As in these examples, historical sources help us reflect on how patterns and moments of disjuncture in the history of development and global health inform the challenges of the present, and might rework, or offer alternatives to contemporary narratives of progress. At a time of current global crisis, generating calls to recast development and global health, such critical reflection and debate is needed more than ever.

With this launch, an important milestone has been reached but there is a way to go. In the coming months and years we want to engage in further outreach and networking, fostering a wider community of researchers, students and practitioners across the world using and sharing what the BLDS Legacy Collection has to offer. Crucially, we want to enhance its accessibility through further digitising projects, retaining the Collection’s unique integrity and coherence by keeping it physically in one place but ensuring its availability to those unable to visit Sussex. This ongoing journey will require further partners and resources, which we are currently seeking. If you’d like to be part of the next stage of bringing these historical treasures into global health and development light, then please get in touch. 

References

Institut du Sahel – BLDS Legacy – International Organisations – Box 347-348

Batterbury, S., & Warren, A. (2001). The African Sahel 25 years after the great drought: assessing progress and moving towards new agendas and approaches. Global environmental change11(1), 1-8.

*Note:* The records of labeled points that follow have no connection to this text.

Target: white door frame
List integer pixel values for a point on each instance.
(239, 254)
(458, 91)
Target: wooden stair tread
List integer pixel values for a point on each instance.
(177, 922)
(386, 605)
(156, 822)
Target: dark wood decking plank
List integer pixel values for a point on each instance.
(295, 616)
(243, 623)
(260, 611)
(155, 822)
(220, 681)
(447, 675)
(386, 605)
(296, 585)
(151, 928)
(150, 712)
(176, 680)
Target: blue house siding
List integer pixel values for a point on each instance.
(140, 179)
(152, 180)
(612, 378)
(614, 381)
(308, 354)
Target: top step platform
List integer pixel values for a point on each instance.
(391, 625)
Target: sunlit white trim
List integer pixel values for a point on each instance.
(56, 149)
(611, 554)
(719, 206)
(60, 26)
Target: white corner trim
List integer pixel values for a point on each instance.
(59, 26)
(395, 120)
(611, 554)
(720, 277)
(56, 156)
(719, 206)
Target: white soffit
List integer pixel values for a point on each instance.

Gorsky, M. and Nelson, E. (2022) “Historical perspectives on international policies to improve health” In, Guttman M. and Gorman M. (eds.) Before the UN Sustainable Development Goals: A Historical Companion. Oxford University Press, 2022, pp. 83-123. ISBN: 9780192848758

Hartmann, B. (1995, 2016) Reproductive Rights and Wrongs: The Global Politics of Population Control, with new prologue by author. Chicago: Haymarket Books.

Kabeer, N. (1994) Reversed Realities: Gender Hierarchies in Development Thought. London: Verso.